Finding the right open databases is also important: not all open data is good data, and having a lot of data is not necessarily useful. The user must choose carefully. In our case, we had to evaluate the different health open data available in France before starting our study, and – considering the challenges above – it took us a long time working on the data before it was useful for the actuarial project (health pricing) in question.
Finally, the biggest limitation that we encountered was the fact that the data was aggregated for anonymisation. Medical confidentiality is important due to the sensitive nature of health data. Institutions must make sure that, when they publish an open database, the data cannot be used to deduce the medical conditions of a specific individual. While it is not rare for actuaries to work with aggregate data, it can be difficult when the data lacks key indicators such as the number of individuals aggregated in each record. In our case, this was an obstacle for determining the frequency of healthcare uses. We knew how many healthcare uses were paid for per row of data, but not how many people it concerned.

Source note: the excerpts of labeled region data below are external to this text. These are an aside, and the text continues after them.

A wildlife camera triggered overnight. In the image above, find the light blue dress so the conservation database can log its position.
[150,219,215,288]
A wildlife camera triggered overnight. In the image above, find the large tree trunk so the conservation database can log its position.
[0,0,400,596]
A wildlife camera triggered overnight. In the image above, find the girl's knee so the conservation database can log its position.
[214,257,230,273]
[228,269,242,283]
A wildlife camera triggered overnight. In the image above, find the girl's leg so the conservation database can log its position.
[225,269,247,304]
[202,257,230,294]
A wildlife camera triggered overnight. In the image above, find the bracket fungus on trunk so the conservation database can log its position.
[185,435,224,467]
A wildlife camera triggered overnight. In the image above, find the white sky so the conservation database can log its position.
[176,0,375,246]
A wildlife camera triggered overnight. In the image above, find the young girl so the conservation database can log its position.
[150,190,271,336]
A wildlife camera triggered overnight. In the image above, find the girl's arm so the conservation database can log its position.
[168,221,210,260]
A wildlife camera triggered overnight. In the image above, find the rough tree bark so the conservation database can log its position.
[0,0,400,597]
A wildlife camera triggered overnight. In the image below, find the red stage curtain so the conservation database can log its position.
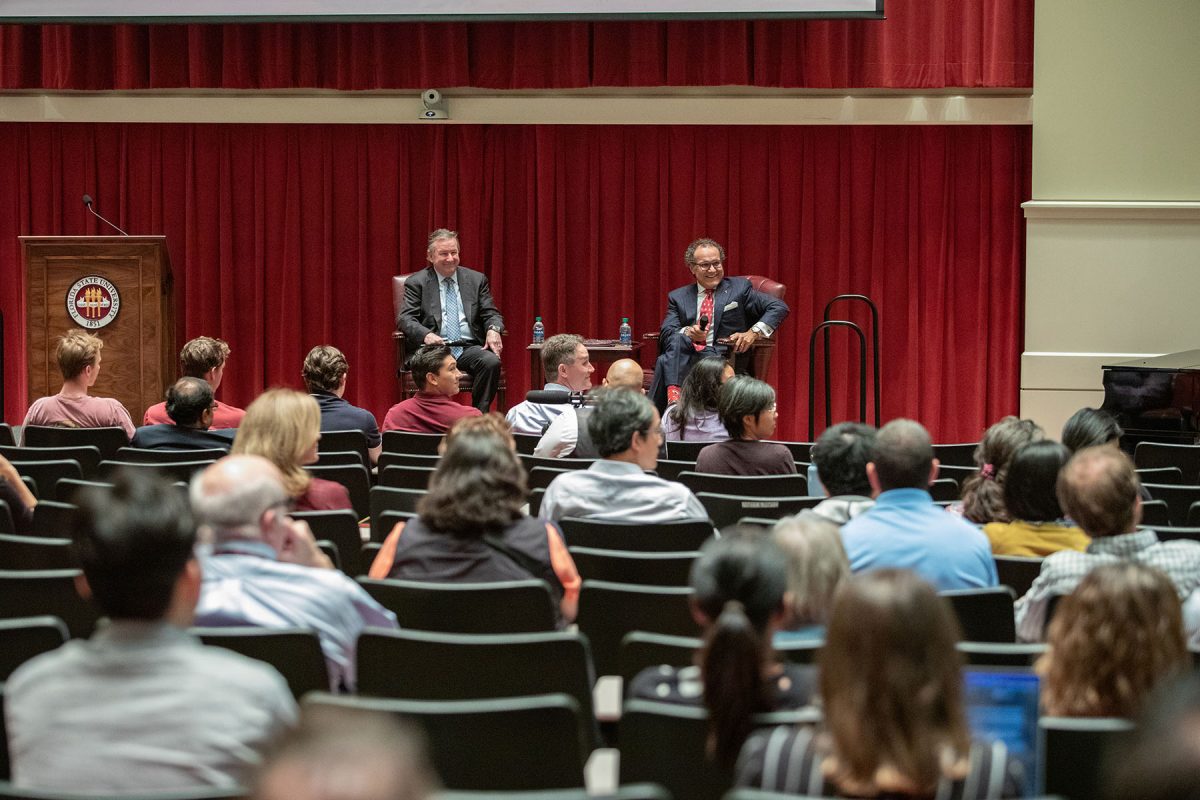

Working with aggregate, instead of individual, data also requires carefully thinking through the statistical models used to ensure that they can still be appropriately applied.
Open data can help enable and enrich actuarial studies, and current technology is advanced enough to make use of it. There are plenty of programming tools, packages of algorithms and even virtual machines for processing big data. Nevertheless, we are at an early stage, and work needs to be done to explore the full potential of this data. With new technologies entering our lives – including Internet of Things devices – this data will only continue to grow.
This article is based on the author’s findings in writing her memorandum ‘Open data et Assurance santé: l’union fait la force?’ (June 2021). It is not intended to be an exhaustive overview of open data uses.
Sandrine Huynh is a junior consultant at Actuelia in Paris and a member of the Institut des Actuaires, France.